The “recipe” I use for the flesh areas is based off one I read in Wargames Illustrated a few years ago.

First I base coat the flesh areas in VMC “Beige Brown” (875), trying to keep the currently painted areas as untouched as possible; inevitably the guns need tidying up on the figures where they have them to shoulder.

Once that was all done, I then added the first, broad, highlight in VMC “Beige Red” (804), leaving “Beige Brown” in the deeper areas as a shadow.
Finally, I add fine highlights using VMC “Flat Flesh”.  I usually find it’s about this point, with the flesh painted, where the figure comes together.


With a bit of time to spare before my self-imposed down-tools (and if I knew Matilda was going to keep me up the rest of the night I may have skipped this) I applied VMC “German Camo Medium Brown” (826) to the base, again helping to improve my opinion on the paint job.  Things definitely look better the more finished they are!


Caution!  Wet Paint!

Thursday night – Article Deadline!

I applied a drybrush of VMC “US Field Dra” (873) to the base and boots of the stands, followed by a gentle drybrush of VMC “Iraqi Sand” (819) to really pick out the texture.  I then used VMC “Brass” (801) to paint the front and back edges of the ammo belts, leaving Black Grey in the middle for the belt links.

Using the airbrush I applied a coat of acrylic floor polish to act as gloss varnish.  It’s a bit old school aircraft model maker in nature, but its works.  The gloss varnish helps stop the ink wash from spreading under capillary action, giving a sharper finish so its well worth doing.  Plus it helps the figure’s paint job resilience in use!

I then used Citadel Colour’s “Nuln Oil” wash, applying it carefully where the tunic met the trousers, flesh met clothes and where webbing met anything else.  I also applied a broader wash to the helmet to help the definition of the scrim.

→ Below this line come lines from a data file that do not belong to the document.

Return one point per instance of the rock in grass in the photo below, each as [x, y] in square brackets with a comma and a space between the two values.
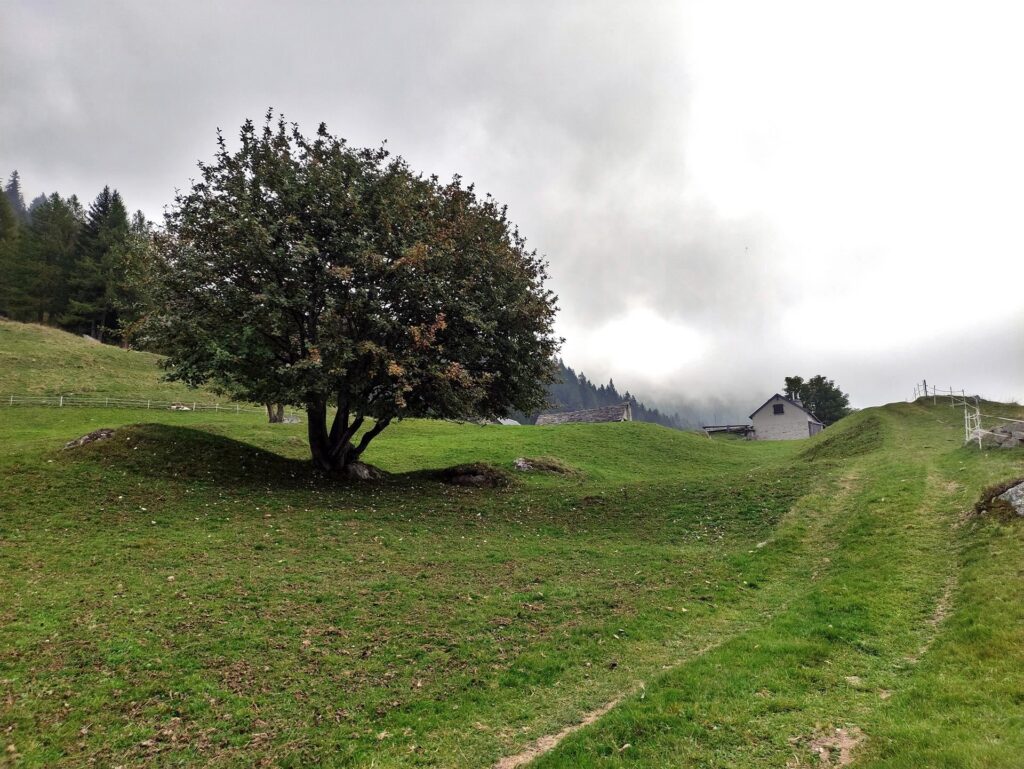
[101, 434]
[543, 465]
[476, 474]
[1015, 498]
[363, 471]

I’ve always struggled to find a wash that I like.  It used to be the case that I’d make “magic wash” by mixing black ink with floor polish but the major manufacturers eventually realised where the market moved and made washes that basically shared the same properties, making life easier.  My old go to was the Vallejo black and brown shades that came in the original FoW “utility set”.  When they ran out I tried the various Vallejo washes but they had apparently changed the formula to have a matting agent which makes it go chalky so I stopped using it.  I was advised to look at the modern GW wash “Nuln Oil” and this seems to do the trick nicely.  I do now have a bottle of the battlefront “Colours of War” “Ordnance Shade” and that seems to give a similar finish, without matting.

I then applied matt varnish to seal.  Now it’s just a case of basing materials.  Nothing fancy, just some stilfor grass clumps and broad swathes of static grass.


All done bar the landscaping!


Still wary about painting the Russian Infantry


Tank Commanders – more painted than I could possibly need!


TOW Gunners for Jaguar 2 – the jagdpanzers themselves are next week’s job


Spare figures to populate objectives – always handy


MILAN team




So there you go!  Basing left to do over this weekend but that clears one big chunk of Hun!  Next week I’m going to try and blitz the remaining vehicles.

7 thoughts on “Mobilization! A self imposed “Leopards” painting challenge

  1. I love the detail on the Milans. I may have to go back and add some myself. Just one question: Where are your Fliegerfausts?

    1. Thanks!

      I had one platoon of Infantry and the fliegerfaust already painted. My original plans didn’t have the extra infantry so these are a late addition.